Magali Mahillet estime que la croissance de la clientèle s’explique en grande partie par l’arrivée récente de nouvelles immigrantes francophones, après le déblocage des demandes d’immigration restées en attente pendant la pandémie.

« Quand les demandes de 2020 à 2022 ont finalement été acceptées en 2024-2025, beaucoup de femmes sont arrivées à Ottawa. Le bouche-à-oreille a fait le reste », fait observer Mme Mahillet.

La majorité des bénéficiaires ont entre 30 et 40 ans, souvent sans emploi et en situation de précarité. Leurs besoins sont multiples : nourriture et paniers alimentaires, vêtements, manteaux, chaussures, fournitures scolaires, soutien pour les enfants, accompagnement vers l’emploi.

Le coup le plus dur reste la mise sur pause du centre d’emploi, un service essentiel pour l’autonomie financière des femmes.

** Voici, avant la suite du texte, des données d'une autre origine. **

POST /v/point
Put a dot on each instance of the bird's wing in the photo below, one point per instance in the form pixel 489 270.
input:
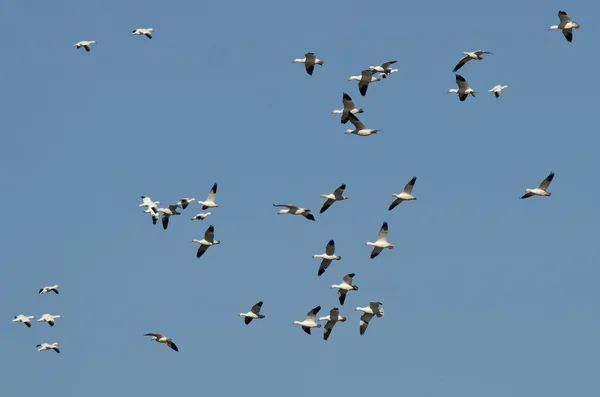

Financé pendant six mois par ACFO Ottawa dans le cadre du programme Ottawa Bilingue, ce service avait permis à 150 femmes de trouver un emploi ou une formation.

L’équipe du Centre Espoir Sophie, entièrement francophone, est au cœur de l’accompagnement offert aux femmes vulnérables d’Ottawa. Gracieuseté

« C’est énorme! Et 90 % des femmes que nous accueillons sont de nouvelles arrivantes. Elles ont absolument besoin de ce type de soutien pour devenir autonomes financièrement et ne plus dépendre du centre ou des banques alimentaires », explique la directrice générale.

Faute de financement stable, le service est aujourd’hui suspendu.

Évolution démographique

Le Centre Espoir Sophie est le seul service francophone de ce type à Ottawa, parmi les 35 organismes équivalents que compte la ville.

« Tous nos services, nos affiches, nos ateliers, nos documents internes sont en français. Tout le personnel parle français », assure Mme Mahillet.

La direction précise toutefois que les femmes anglophones sont accueillies sans discrimination.

Aussi, selon la même source, près de 70 % des bénéficiaires sont aujourd’hui d’origine maghrébine.

Cela génère des besoins spécifiques : « Nous ne pouvons plus utiliser certaines denrées reçues, comme le porc. Je dois acheter chaque jour de la viande halal, ce qui augmente énormément notre budget alimentaire. »

Aucun partenariat n’a, pour l’instant, permis de réduire ces coûts, affirme le centre.

La directrice générale lance ainsi un appel à du soutien financier, des dons de vêtements et d’articles essentiels, et surtout du financement pour relancer le centre d’emploi, jugé crucial pour l’autonomie des femmes.